L’orientalisme est un courant des arts visuels mais aussi des sciences sociales. Les orientalistes sont des occidentaux qui ont parcouru un orient proche (le Maghreb) ou plus éloigné (la péninsule arabique, les confins de l’Afghanistan, etc.) et qui ont jeté sur cet «Orient» plus ou moins bien défini un regard empreint de fascination et de représentations fantasmées, donc quelquefois un peu distordu par rapport aux réalités tangibles de ces lieux complexes et fort diversifiés. L’orientalisme témoigne donc d’un véritable intérêt pour ces cultures «étrangères», mais ce regard est aussi souvent fortement caricatural… Il correspond à ce qu’on aime voir chez cette figure de l’altérité que constitue l’orient face à l’occident. Ce regard en dit alors aussi beaucoup sur ce que nous sommes.

Si vous allez voir l’expo, vous remarquerez que les hommes peints par les orientalistes sont souvent des guerriers qui semblent impitoyables, quelquefois mêmes brutaux et un peu décadents. Alors que les portraits de femmes faits par les orientalistes dépeignent souvent des femmes dans des poses lascives, en attente et disponibles pour satisfaire l’envie ou les besoins sexuels d’un homme qui serait hors-cadre, mais qui est appelé à se servir ou asservir la femme.

Si vous réfléchissez quelques secondes à cette typologie, vous remarquerez que notre regard contemporain sur cet Orient compliqué est encore largement imprégné de ces figures de l’orientalisme: des hommes violents et barbares et des femmes soumises n’ayant aucune autonomie… Or, comme toujours, ces regards de l’Occident sur l’Orient comportent une part de vérité, mais ils manquent aussi cruellement de nuances.

Encore une fois, c’est le piège de l’amalgame ou de la généralisation qui nous empêchent de penser l’Orient comme des sociétés qui sont très différentes les unes des autres.
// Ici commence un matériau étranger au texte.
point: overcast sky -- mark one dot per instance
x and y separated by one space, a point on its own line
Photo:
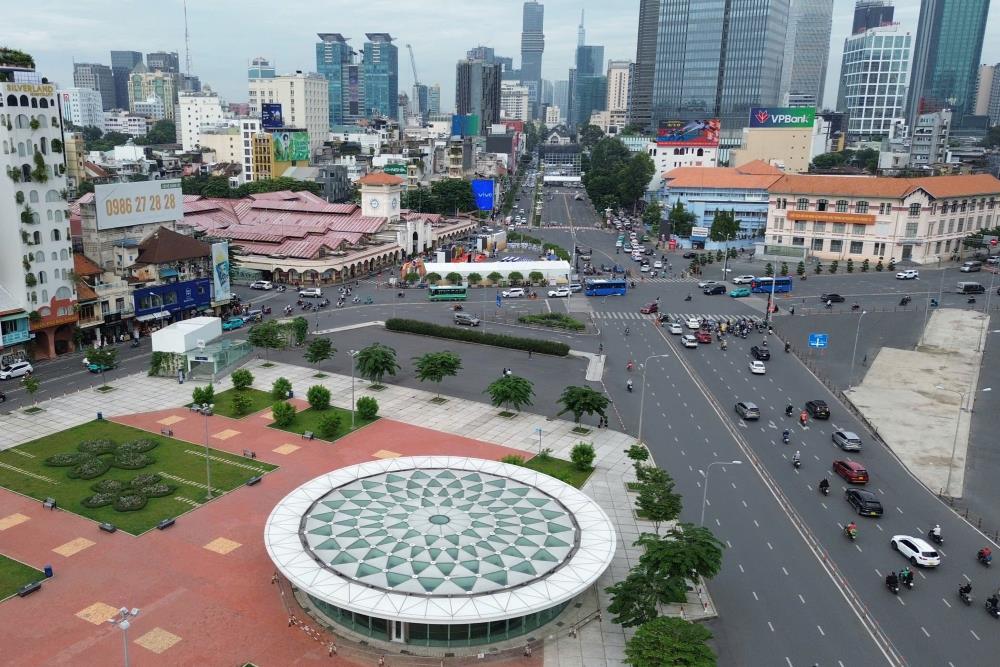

La réalité du Maroc est très différente de celle de son voisin algérien qui elle-même diffère beaucoup de l’expérience historique tunisienne… Etc. Comme toujours, il faut réaffirmer que la première réalité de l’Islam comme religion et comme substrat culturel, c’est sa pluralité. Ce qui me permet de dire que les mouvances intégristes, salafistes ou tout ce qui fait partie de l’islamisme comme idéologie politique en 2015 a quelque chose d’anti-islamique, puisque ces courants de pensée cherchent à homogénéiser l’Islam et donc à dénaturer l’extraordinaire diversité qui est au cœur de la pratique de cette religion…
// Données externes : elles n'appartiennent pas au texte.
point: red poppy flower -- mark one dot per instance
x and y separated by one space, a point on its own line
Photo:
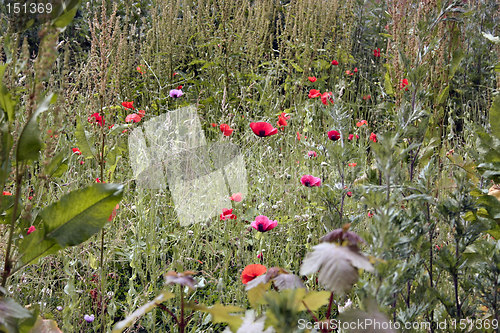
327 97
128 105
310 181
263 223
333 135
263 129
227 214
282 118
403 84
31 229
251 272
313 93
113 213
312 153
225 129
361 123
133 117
97 119
237 197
Revenons à l’orientalisme pour dire que ce regard porté par des occidentaux sur un Orient fantasmé n’avait rien de malveillant, bien au contraire, mais il nous permet tout-de-même de problématiser en partie notre rapport aux sociétés musulmanes d’Orient comme celui que nous entretenons avec les citoyens et citoyennes de religion musulmane chez nous. Nous pouvons passer par l’orientalisme pour découvrir qu’au-delà de cette fantasmagorie sur l’arabe violent et la femme musulmane comme objet de désir et de sexualité, il y a toujours eu au sein de l’Orient réel et multiple des femmes intelligentes, savantes, proches de l’exercice direct du pouvoir politique. Bref, la sensualité et l’érotisme ne sont pas les seules qualités qui permettaient aux femmes de gravir les échelons de la société. Et c’est sans doute encore le cas aujourd’hui! De même, il y a toujours eu et il y a encore des musulmans érudits, qui pratiquent leur religion sans dogmatisme, avec toute la piété qui nous fascine et nous effraie, mais aussi avec beaucoup d’ouverture.  Le grave problème des sociétés dites musulmanes, c’est que les islamistes continuent de promouvoir l’infériorisation des femmes et cherchent à faire taire par la violence ceux et celles qui pensent en dehors de leur orthodoxie.

C’est comme si cette terreur de l’idéologie islamiste confortait le regard biaisé que nous avons toujours entretenu avec l’orient imaginé.

D’ailleurs, l’exposition du MBAM se clôt sur des artistes contemporaines qui posent un regard amusé mais critique sur l’orientalisme. Et les œuvres choisies démontrent justement toute l’intelligence et la profondeur d’analyse de ces femmes d’aujourd’hui et leur capacité à jouer tant avec notre regard occidental qu’avec leurs aspirations personnelles et artistiques de façon à transfigurer ces figures de l’orientalisme.